I don’t think I ever said it demands. One thing that I actually said amounts to this: low probability of the constants is something of a feature of the multiverse,
Put that way, fair enough!
Probability may feature in the multiverse idea to the extent that the constants in the bubbles are ultimately a result of randomness, rather than an underlying mechanism of physical necessity.
But my point was that this doesn’t make it indicative of there being a multiverse, just because a constant is deemed in the eyes of some to have a low statistical probability.
On its own, cosmic inflation might result in bubble universes if it is “eternal” (rather than chaotic, which is the other viable model and doesn’t lead to a multiverse) but those universes, by themselves in the eternal inflation model, would all have the same constants without the existence of a string landscape.
The multiverse needs cosmic inflation that is eternal and a string landscape, and the string landscape in turn needs supersymmetry or SUSY as I like to call it (in most articulations of string theory).
No SUSY = no string theory = eternal inflation that produces bubble universes all with the same constants… and that’s not even getting to the contested evidence for inflation, since there are a number of prominent theoretical physicists who don’t even believe inflation exists either (whether eternally or chaotically).

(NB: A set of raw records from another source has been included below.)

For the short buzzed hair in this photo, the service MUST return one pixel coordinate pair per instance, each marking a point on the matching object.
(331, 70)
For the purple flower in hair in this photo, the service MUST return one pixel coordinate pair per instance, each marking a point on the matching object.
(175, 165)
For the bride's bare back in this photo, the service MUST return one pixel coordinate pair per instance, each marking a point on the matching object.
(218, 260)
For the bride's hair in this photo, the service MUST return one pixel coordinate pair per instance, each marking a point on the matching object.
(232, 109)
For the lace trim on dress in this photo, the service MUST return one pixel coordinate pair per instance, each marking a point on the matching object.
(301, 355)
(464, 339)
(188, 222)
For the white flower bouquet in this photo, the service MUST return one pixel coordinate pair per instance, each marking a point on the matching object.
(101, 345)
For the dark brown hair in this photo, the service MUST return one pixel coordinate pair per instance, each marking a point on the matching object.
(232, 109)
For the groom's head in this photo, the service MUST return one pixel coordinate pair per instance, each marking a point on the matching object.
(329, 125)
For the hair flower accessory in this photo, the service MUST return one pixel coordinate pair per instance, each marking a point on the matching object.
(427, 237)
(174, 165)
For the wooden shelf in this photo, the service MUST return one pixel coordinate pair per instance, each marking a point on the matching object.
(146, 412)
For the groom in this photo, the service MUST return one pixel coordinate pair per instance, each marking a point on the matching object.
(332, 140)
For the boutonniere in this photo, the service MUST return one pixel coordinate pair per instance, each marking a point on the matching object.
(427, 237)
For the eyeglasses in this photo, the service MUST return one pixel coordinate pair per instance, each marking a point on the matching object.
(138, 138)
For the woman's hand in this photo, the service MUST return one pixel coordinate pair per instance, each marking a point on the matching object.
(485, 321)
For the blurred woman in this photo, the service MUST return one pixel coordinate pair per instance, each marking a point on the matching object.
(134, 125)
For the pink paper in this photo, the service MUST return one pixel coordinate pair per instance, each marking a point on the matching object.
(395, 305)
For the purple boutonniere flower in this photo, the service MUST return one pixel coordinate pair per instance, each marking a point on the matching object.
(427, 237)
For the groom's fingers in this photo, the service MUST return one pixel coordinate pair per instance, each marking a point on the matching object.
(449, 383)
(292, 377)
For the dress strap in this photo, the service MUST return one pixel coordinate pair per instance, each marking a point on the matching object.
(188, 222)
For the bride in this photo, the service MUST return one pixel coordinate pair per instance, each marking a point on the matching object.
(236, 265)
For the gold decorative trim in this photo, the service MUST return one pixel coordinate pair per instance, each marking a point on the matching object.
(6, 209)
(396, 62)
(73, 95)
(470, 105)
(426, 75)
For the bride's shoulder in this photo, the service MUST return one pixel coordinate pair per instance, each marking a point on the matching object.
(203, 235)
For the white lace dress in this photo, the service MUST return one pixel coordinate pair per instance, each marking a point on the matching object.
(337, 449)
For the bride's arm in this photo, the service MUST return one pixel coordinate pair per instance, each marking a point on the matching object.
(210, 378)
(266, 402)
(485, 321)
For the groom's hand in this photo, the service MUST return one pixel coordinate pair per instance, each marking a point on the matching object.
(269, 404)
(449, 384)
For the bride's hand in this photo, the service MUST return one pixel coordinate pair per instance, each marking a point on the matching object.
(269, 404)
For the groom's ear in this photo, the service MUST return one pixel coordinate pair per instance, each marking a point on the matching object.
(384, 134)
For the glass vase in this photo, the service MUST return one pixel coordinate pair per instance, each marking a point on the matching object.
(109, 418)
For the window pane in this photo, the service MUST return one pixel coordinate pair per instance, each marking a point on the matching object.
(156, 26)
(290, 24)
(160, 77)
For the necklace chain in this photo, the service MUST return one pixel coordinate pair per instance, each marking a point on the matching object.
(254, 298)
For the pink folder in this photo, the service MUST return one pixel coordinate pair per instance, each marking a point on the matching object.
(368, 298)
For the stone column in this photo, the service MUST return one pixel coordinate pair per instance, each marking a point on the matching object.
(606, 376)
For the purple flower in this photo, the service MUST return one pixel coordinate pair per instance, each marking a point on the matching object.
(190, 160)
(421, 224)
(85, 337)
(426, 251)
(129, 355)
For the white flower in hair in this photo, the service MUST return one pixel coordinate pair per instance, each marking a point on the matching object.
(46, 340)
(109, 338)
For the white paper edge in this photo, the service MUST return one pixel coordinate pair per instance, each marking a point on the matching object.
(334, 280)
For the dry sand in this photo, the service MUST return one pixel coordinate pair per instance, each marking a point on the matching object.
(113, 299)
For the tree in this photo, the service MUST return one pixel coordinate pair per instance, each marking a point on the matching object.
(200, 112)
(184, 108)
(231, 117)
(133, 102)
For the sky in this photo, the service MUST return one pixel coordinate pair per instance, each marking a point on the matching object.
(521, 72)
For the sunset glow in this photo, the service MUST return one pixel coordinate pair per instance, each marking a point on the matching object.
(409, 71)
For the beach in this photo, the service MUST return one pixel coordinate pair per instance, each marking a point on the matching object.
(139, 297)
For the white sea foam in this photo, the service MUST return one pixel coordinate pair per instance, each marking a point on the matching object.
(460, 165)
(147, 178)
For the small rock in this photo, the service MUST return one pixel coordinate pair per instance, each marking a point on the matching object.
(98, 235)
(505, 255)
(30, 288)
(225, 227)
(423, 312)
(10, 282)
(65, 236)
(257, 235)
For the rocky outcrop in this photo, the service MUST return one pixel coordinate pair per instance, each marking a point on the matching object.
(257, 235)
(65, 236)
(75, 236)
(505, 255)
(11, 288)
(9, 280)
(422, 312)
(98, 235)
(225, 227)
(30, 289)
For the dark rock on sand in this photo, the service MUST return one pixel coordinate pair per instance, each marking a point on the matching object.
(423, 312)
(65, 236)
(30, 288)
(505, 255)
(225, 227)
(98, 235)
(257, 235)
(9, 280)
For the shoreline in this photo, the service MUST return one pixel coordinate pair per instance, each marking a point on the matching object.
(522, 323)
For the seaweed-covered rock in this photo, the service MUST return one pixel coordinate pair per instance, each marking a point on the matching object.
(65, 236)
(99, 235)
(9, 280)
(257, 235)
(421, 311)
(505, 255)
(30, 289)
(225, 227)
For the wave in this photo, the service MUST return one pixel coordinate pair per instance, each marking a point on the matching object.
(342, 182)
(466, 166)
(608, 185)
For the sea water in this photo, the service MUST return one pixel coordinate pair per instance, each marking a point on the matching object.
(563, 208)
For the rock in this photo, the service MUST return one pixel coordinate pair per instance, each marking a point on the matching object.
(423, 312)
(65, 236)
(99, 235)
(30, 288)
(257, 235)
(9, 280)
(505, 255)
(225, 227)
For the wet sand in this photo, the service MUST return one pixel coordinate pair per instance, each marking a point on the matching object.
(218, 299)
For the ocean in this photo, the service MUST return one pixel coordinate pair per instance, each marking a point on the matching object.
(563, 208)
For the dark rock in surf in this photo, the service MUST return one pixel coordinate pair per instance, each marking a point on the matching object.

Get my drift?
What I’m saying to you is that this inflationary-string landscape model is being dealt lethal blows at the moment and appears to be on its last legs. It’s a house of cards. Nobody knows yet what to replace it with but its not producing any testable predictions, after some thirty years of the biggest colliders known to human history smashing particles together at the highest energies our civilization can produce short of a collider the size of the entire solar system and billions upon billions of taxpayer funded dollars/pounds/euros to boot.
The prognosis is not good, therefore, for the “multiverse” even being scientifically possible - so, to look at someone saying, “I believe the value of this constant is improbably small for xyz reasons" and arguing that this logic lends itself to the multiverse, just doesn’t register with me because I doubt whether its even possible anymore to conceive of a multiverse in the first place.
If the multiverse lacks any substantive, testable foundations from the offing, courtesy of lack of evidence for the models that have the multiverse as a consequence and make it possible, or indeed made people start thinking about the idea (namely eternal inflation and the string landscape), then one wouldn’t have any grounds to think that low probability of a constant naturally infers it, would we?
That’s what I’m saying.
As an addendum, a question for you: The value of the cosmological constant can’t be calculated working from first principles. This indicates there may not be a “natural” mechanism to account for why it takes the value that it does. Likewise, quantum physics provides formulas for calculating what the Higgs mass should be, and the Higgs should be very, very heavy. Only its value is actually very, very light with cancellations down to a very fine degree of precision.
This situation undermines and mitigates against the physical necessity “high probability” argument you referred to earlier and which you favour theologically if I read you right (i.e. that the constants are what physics says they must be). “Naturalness” is out as a solution.
An “unnatural” (and to many physicists unsettling) explanation for the Higgs mass or cosmological constant may then be sought, invoking “anthropic” reasoning. Perhaps the Higgs mass isn’t fixed precisely by any underlying theory, but can assume a wide range of values in different regions of the universe - that is, in different bubble universes in a multiverse. It takes the heavy materials-complexity-life permitting value in our universe, simply by chance.
So one might next consider this random throw of the dice to explain the fine-tuning anomaly. For that, you need the multiverse, for the probability distribution. But for the multiverse, you need string theory and eternal inflation and SUSY…
And if the probability-multiverse argument is also out, hypothetically, for the reasons I’ve outlined regarding string theory and SUSY…where do we go next?
No natural “physical necessity” explanation; no “anthropic” explanation relying on a probabilistic multiverse.
God is not and can never be a scientific explanation. No supernatural invocation can be, because that ain’t testable. So where do we go from here to solve the fine-tuning problem?
I’m afraid this increasingly looks to be where we are at. A serious impasse.
I must be remembering incorrectly, for I thought it was invented precisely for that reason; to deal with the fine-tuning required to avoid the horizon and flatness problems.
Inflationary theory (one of the two foundations needed for the multiverse concept) was indeed conceived to account for those two fine-tuning problems but not the multiverse itself, which actually emerged from the confluence between eternal inflation and string theory.
You could, I suppose, argue for an indirect genesis leading back to fine-tuning as the original problem, in that respect, but my point still stands: the multiverse itself is independent of fine-tuning or probabilistic speculation, arising as it does as a consequence of inflation and the string landscape. If either of those two theories aren’t true, then you can kiss bye-bye to the multiverse irrespective of how many people think finely-tuned parameters are improbable, because in that eventuality it wouldn’t even be an option to account for a claim of low probability of a constant.
That inflation in turn arose to explain away a fine-tuning is, however, a rather neat irony though isn’t it? Talk about circular!